Explain how a sweepback wing affects Mcrit? (4)
- As air flows over an aerofoil along its chord, it increases sonic and the aircraft’s Mach number reaches Mcrit.
- The chord wise speed of a a straight wing is greater than a sweepback wing if their free stream speeds are the same..
- When their chord wise air speed reaches sonic, the Vfs of straight wing is smaller than that of a sweepback wing.
- Thus a sweepback wing can increase its Mcrit.
How do vortex generators affect Mcrit? (4)
- When airflow passes vortex generators, microscopic energetic vortices are produced over the surface of the aerofoil.
- These vortices delay the formation of a shockwave, and delay the separation of the turbulent wake behind the normal shockwave if a normal shockwave has formed.
- So the aerodynamic difficulties caused by the normal shockwave on the aerofoil would be weakened and delayed.
- Thus, vortex generators on the upper surface can result in the aircraft travelling faster, therefore INCREASING MCRIT.
What are the main difficulties caused by a shockwave forming on an aerofoil travelling at transonic speed?
- Significant increase in drag.
- Decrease in lift by affected aerofoils.
- Shock stall.
Describe the characteristics low thickness to chord ratio transonic aerofoil? (5)
- Thin design of wings used for high speed flight.
- Cross sectional area of airflow path over an aerofoil increases gently if its t/c ratio is low.
- Thin aerofoil = high Mcrit.
- For the same design, the cross-section area of airflow path over an aerofoil decreases gently as well after it passes the most cambered location.
- Therefore, the airflow speed over a thin aerofoil increases gently and smoothly, while the pressure over the aerofoil decreases slowly, thus delaying the formation of shockwaves.
What are the effects of a strong shockwave with regards to a low t/c ratio? (4) What advantage does a low t/c ratio provide?
- Produces high shock drag; the turbulent wake behind the shockwave is more unstable;
- Mach buffet and shock stall can also occur easily with a strong shockwave.
- Therefore, a wing with a low t/c ratio experiences low shock drag and a higher Mcdr.

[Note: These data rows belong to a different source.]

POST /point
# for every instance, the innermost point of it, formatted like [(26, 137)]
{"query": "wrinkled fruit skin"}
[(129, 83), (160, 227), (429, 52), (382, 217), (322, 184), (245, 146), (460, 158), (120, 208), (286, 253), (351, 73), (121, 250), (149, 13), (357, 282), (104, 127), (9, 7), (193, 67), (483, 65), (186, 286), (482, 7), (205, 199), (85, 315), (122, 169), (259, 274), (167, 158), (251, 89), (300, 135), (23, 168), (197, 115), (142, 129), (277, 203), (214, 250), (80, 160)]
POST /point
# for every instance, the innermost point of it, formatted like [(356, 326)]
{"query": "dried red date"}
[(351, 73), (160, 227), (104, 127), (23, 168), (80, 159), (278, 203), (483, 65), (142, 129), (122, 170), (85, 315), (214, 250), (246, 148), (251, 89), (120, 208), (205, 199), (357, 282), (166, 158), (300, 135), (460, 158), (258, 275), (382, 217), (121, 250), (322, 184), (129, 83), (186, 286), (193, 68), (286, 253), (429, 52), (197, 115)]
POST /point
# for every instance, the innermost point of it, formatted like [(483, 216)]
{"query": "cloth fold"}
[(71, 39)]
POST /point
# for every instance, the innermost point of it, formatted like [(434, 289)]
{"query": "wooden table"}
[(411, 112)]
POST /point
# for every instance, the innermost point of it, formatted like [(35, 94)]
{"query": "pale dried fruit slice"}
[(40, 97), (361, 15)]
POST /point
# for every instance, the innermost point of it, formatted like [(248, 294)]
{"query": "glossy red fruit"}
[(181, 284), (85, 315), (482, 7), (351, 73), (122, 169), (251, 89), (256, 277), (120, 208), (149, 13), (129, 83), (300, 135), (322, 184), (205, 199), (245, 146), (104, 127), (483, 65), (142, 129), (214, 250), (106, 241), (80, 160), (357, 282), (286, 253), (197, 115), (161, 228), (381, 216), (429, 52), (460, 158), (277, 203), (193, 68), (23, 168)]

- Since the Mach number over the thin wing doesn’t increase quickly, the turbulent wake behind the shockwaves will be less violent, so the aircraft travels at high speed with better stability.
What happens to the buffet margin regarding t/c ratio?
It is possible that the buffet margin of an aircraft with thin wings greater than that with thick wings.
What happens to the lift and lift coefficient of an aircraft with a low t/c ratio?
- Pressure decreases slowly over a thin wing, therefore less lift compared to a thick wing, especially at low air speeds, i.e. less lift at low airspeeds (lack of ‘circulation’ when using circulation theory of lift)
- CL of thin aerofoil is low.
What is the supercritical aerofoil designed for?
Supercritical section to reduce shock drag, and to delay shock stall.